Glob Patterns for File Matching in PHP

This article has been on the cards for a while now with recent articles elsewhere1,2 prompting me to get this finished and up on the blog. The focus here is on the wildcard patterns that can be used with glob.

Intro to the glob function

To quote the succinct description on the PHP manual page for glob:

The glob function searches for all the pathnames matching pattern according to the rules used by the libc glob function, which is similar to the rules used by common shells.

http://php.net/glob

What's in a pattern?

Most people who have already encountered glob know to make use of the * metacharacter to match some characters, and those digging a little deeper often discover that discrete alternatives can be globbed with braces (e.g. image.{gif,jpg,png}). However, there are more special characters and sequences that can be used to be more (or less, if we want) specific about what to find.

Aside: please do not make the mistake of thinking that glob patterns are regular expressions, they're just not. If you do want to use regular expressions to find paths/files then you are invited to use SPL's RegexIterator, which allows filtering of an Iterator based on a PCRE regex, in conjunction with a DirectoryIterator or FilesystemIterator (there are recursive flavours of the Regex- and DirectoryIterator if you need to delve into folders). For those SPL-ly inclined, also note the [GlobIterator][globitertor] which combines the goodness of globbing with iteration. If that made entirely no sense, please read on! Globs are much less verbose.

So, here are the special doohickeys (technical term!) that we can use with glob:

* (an asterisk)
Matches zero of more characters.
?
Matches exactly any one character.
[...]
Matches one character from a group. A group can be a list of characters, e.g. [afkp], or a range of characters, e.g. [a-g] which is the same as [abcdefg].
[!...]
Matches any single character not in the group. [!a-zA-Z0-9] matches any character that is not alphanumeric.
\
Escapes the next character. For special characters, this causes them to not be treated as special. For example, \[ matches a literal [. If flags includes GLOB_NOESCAPE, this quoting is disabled and \ is handled as a simple character.

Globbingly good glob examples

Here are a few examples of what globs might look like alongside a brief description of the intended behaviour: if you have any suggestions please do make them in the comments as I'm running short on inspiration!

pattern description
*.txt Get directory contents which have the extension of .txt (Note: a file could be named simply .txt!).
?? Get directory contents with names _exactly_ two characters in length.
??* Get directory contents with names _at least_ two characters in length.
g?* Get directory contents with names at least two characters in length and starting with the letter g
*.{jpg,gif,png} Get directory contents with an extension of .jpg, .gif or .png. Remember to use the GLOB_BRACE flag.
DN?????.dat Get directory contents which start with the letters DN, followed by five characters, with an extension of .dat.
DN[0-9][0-9][0-9][0-9][0-9].dat Get directory contents which start with the letters DN, followed by five _digits_, with an extension of .dat.
[!aeiou]* Get directory contents which do not start with a vowel letter.
[!a-d]* Get directory contents which do not start with a, b, c or d.
*\[[0-9]\].* Get directory contents whose basename ends with a single digit enclosed in square braces. If GLOB_NOESCAPE is used, a single digit enclosed in \[ and \] which would be a pretty weird name.
subdir/img*/th_?* Get directory contents whose name starts with th_ (with at least one character after that) within directories whose names start with img in the subdir directory.

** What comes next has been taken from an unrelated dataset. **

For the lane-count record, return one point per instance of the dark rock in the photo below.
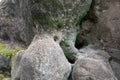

Well there we go, I've said what I came here to say so all that remains to be done is give some link love to those two recent articles that prompted me to dust off this draft and click the "publish" button.

With thanks

  1. php|architect's Putting glob() to the test focuses on execution times of glob and other techniques of getting a list of files.
  2. Marcus Schumann's Loop Through Folders with PHP's Glob() article on Nettuts+ gives a brief introduction for those who might not have been introduced to glob.